Commenting on the study, Michael Buckstein, MD, PhD, assistant professor, Department of Radiation Oncology, Icahn School of Medicine at Mount Sinai, New York City, noted that even though "this study technically did not meet its endpoint of improved objective response rate and there was only a trend toward improved overall survival, the results presented here, especially with regard to toxicity, are very encouraging for a rare disease in a challenging population."

Buckstein, who was not associated with the current research, added: "The trial is small, had problems in accrual, very few HIV patients, and was technically negative, so it's hard to say this should be a 'standard of care' but it certainly should be considered 'standard of practice' and strongly considered for first-line therapy.”

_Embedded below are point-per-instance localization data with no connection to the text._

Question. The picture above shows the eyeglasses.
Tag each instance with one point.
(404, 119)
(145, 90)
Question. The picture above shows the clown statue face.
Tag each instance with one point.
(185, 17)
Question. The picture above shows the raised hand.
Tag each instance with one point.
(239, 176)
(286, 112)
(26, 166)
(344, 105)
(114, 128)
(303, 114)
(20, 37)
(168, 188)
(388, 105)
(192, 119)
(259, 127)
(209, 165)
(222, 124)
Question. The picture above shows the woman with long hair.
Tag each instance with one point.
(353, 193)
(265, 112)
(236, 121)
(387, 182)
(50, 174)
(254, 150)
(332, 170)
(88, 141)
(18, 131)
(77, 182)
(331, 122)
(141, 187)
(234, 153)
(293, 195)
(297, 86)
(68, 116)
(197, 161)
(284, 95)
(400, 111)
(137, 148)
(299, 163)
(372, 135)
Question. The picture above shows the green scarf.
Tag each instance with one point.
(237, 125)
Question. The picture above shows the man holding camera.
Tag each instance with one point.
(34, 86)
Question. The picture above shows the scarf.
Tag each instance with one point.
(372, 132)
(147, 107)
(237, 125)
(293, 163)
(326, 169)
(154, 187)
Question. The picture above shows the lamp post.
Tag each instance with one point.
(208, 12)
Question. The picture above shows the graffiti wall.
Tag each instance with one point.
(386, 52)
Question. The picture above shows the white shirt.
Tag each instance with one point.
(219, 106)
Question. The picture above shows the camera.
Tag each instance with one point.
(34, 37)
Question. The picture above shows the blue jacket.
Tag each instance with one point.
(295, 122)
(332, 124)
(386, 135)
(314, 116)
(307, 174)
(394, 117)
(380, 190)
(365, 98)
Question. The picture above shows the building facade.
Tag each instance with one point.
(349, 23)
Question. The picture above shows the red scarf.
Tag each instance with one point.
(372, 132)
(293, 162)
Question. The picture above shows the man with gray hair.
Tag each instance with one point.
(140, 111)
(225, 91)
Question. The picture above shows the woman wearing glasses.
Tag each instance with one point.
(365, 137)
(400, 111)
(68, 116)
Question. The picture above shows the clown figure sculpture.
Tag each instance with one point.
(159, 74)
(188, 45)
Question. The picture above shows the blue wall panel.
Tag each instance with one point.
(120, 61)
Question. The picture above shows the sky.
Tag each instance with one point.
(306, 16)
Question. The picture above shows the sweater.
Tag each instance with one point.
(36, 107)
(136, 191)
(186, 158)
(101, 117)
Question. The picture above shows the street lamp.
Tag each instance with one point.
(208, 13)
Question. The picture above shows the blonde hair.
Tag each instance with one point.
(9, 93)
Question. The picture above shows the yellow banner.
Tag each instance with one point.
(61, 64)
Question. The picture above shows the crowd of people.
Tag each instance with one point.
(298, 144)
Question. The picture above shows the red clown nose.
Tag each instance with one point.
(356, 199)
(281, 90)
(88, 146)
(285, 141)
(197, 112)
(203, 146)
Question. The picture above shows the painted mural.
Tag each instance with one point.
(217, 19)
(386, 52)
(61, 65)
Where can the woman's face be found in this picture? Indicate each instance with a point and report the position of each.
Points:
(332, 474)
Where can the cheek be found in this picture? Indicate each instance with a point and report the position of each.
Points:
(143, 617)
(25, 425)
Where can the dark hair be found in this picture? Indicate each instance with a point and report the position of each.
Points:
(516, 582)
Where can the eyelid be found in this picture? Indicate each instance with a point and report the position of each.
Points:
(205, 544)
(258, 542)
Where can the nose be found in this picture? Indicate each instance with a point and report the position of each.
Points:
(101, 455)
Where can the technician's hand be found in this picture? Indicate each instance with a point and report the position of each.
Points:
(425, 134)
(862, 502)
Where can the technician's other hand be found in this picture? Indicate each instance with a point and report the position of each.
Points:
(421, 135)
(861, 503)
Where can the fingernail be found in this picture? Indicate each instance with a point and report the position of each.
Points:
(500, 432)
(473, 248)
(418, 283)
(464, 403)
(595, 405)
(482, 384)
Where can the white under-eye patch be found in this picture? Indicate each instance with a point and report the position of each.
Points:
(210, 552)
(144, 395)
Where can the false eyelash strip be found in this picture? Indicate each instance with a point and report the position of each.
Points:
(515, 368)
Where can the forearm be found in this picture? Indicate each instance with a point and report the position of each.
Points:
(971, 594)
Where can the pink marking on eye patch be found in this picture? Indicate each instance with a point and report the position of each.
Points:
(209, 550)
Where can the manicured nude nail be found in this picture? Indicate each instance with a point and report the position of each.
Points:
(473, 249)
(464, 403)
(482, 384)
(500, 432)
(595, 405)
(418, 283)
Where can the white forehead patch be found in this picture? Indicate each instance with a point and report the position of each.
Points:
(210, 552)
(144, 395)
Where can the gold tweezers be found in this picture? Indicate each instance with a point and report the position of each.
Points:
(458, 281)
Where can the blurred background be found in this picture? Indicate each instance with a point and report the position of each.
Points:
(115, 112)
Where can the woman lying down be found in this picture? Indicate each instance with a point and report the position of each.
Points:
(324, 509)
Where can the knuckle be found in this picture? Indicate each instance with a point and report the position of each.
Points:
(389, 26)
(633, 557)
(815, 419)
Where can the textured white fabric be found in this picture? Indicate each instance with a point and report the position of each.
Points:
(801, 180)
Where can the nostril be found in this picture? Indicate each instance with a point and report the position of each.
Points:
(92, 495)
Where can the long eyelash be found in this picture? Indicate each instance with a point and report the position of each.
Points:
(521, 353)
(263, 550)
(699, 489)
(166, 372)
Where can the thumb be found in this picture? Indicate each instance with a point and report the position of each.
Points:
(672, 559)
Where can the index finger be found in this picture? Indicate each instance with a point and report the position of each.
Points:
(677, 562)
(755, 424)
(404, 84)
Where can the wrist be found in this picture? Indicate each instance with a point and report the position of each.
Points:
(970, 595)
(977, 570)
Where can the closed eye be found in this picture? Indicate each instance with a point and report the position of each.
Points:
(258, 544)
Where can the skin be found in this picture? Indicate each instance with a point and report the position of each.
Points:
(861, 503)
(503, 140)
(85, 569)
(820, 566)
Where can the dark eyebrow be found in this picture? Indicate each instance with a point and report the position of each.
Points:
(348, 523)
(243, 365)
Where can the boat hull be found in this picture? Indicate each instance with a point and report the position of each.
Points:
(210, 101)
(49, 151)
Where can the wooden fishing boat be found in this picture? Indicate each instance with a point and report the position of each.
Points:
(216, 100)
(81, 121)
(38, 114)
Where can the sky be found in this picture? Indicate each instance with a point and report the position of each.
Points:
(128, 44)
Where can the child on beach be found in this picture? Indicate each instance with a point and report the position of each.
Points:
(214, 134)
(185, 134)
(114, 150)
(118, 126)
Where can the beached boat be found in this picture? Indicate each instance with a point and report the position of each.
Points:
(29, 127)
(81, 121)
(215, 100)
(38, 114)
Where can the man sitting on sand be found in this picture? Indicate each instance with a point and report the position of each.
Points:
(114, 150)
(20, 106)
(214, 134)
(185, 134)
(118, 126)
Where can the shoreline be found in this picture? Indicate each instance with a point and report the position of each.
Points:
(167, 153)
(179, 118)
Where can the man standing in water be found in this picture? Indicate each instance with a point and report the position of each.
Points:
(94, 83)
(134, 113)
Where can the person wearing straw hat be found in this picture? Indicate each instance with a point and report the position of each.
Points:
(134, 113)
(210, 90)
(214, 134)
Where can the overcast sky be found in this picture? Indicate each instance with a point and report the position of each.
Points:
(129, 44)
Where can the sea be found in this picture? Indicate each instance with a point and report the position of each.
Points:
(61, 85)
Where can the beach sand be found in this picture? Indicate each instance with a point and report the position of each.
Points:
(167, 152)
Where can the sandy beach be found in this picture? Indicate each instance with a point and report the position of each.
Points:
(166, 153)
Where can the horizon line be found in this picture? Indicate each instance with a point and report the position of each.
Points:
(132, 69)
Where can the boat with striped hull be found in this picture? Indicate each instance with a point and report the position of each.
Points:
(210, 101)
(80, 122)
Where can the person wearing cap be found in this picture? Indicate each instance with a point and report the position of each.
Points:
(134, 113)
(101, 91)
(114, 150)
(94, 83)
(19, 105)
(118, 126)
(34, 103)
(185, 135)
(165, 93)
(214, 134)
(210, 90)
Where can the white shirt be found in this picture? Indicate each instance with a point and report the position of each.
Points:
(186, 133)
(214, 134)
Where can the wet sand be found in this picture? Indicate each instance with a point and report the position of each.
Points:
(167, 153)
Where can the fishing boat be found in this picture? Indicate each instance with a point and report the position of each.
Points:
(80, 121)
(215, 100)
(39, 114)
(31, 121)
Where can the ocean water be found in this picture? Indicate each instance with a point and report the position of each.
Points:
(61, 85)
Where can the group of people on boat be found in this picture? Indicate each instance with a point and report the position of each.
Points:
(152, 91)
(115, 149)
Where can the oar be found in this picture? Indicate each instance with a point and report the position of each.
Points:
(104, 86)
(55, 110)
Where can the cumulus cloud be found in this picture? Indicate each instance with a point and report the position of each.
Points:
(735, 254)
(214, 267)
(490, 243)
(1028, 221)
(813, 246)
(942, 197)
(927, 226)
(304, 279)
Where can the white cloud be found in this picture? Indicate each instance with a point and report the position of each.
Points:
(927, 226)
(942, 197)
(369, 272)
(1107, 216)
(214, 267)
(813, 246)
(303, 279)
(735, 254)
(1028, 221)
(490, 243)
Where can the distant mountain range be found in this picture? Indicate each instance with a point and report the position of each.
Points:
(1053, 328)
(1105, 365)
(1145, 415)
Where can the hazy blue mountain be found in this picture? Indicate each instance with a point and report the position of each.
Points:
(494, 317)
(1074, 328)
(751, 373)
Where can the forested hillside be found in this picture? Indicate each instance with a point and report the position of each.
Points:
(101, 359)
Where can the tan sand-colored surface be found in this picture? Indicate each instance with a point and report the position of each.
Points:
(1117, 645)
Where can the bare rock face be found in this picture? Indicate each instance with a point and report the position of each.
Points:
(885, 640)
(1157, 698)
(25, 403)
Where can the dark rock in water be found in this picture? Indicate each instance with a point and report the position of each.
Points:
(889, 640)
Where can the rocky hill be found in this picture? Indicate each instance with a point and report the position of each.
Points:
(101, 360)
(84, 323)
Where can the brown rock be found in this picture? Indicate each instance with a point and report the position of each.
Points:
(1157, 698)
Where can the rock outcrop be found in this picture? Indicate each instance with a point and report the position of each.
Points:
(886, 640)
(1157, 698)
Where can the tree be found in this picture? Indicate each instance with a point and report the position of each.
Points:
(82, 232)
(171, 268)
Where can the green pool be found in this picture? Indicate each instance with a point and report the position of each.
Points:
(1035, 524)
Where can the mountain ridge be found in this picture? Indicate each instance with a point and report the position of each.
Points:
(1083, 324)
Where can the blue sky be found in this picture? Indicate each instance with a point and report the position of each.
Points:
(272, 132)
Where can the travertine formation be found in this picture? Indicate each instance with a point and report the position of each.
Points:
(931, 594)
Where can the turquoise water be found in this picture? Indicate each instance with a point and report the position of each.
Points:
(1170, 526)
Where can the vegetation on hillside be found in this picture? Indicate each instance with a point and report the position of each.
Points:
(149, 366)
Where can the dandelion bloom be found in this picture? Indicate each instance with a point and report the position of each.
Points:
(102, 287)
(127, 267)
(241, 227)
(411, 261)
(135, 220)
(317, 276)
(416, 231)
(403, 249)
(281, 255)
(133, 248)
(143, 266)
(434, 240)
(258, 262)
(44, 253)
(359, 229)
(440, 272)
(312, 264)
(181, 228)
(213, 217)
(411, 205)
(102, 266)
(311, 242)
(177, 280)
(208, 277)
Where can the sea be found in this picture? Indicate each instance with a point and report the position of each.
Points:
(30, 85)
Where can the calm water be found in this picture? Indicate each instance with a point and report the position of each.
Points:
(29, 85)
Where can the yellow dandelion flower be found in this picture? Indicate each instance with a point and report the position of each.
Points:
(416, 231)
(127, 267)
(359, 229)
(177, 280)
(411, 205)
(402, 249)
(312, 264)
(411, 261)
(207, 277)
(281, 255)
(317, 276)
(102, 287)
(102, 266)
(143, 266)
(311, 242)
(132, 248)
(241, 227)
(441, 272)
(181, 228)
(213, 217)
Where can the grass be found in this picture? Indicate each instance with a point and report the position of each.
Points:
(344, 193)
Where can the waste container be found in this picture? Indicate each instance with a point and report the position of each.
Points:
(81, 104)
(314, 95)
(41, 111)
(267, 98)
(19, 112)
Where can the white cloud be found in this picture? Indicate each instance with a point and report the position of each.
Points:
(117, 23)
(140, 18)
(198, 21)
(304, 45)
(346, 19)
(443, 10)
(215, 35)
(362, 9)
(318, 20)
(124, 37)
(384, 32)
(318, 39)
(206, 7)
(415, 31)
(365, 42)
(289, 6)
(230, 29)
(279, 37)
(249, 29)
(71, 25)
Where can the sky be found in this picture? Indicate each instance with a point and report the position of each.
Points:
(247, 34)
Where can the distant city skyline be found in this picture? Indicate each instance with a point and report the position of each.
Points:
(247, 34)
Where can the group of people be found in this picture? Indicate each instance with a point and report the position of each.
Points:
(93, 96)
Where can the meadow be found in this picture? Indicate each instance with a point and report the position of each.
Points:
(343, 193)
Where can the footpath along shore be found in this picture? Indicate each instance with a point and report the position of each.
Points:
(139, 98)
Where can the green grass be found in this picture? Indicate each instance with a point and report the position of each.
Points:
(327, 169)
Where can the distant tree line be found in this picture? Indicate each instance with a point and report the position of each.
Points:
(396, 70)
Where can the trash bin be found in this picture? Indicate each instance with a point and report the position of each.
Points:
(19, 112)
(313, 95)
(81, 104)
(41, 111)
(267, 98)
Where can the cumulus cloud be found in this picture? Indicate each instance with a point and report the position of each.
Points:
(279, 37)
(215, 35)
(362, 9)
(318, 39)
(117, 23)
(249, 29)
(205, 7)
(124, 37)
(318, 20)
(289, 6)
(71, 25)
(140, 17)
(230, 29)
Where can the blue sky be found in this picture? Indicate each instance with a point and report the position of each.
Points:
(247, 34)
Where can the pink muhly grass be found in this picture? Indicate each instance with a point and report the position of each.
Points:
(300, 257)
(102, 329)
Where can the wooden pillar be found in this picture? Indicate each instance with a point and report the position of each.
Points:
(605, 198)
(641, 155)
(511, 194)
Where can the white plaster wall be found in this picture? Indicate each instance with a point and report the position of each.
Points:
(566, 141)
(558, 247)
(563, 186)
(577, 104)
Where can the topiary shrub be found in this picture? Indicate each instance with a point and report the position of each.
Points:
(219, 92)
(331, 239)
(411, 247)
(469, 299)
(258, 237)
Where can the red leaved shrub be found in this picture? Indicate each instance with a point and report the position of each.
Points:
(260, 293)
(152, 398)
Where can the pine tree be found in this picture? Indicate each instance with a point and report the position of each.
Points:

The next US trial to follow InterAAct will look at the addition of immunotherapy to the new standard of care combination. Also supported by the NCI/ECOG, this is the phase 3 EA2176 of carboplatin/paclitaxel ± nivolumab (plus maintenance) and it will have a primary endpoint of progression-free survival. "It will likely be open this summer if not early fall and will enroll 208 patients," Eng commented.

The study was supported by Cancer Research UK, AGITG, and ECOG-ACRIN. Eng has disclosed relationships with Bayer Schering Pharma, Foundation of Medicine, Array BioPharma, and Natera. Mukherjee and Buckstein have disclosed no relevant financial relationships.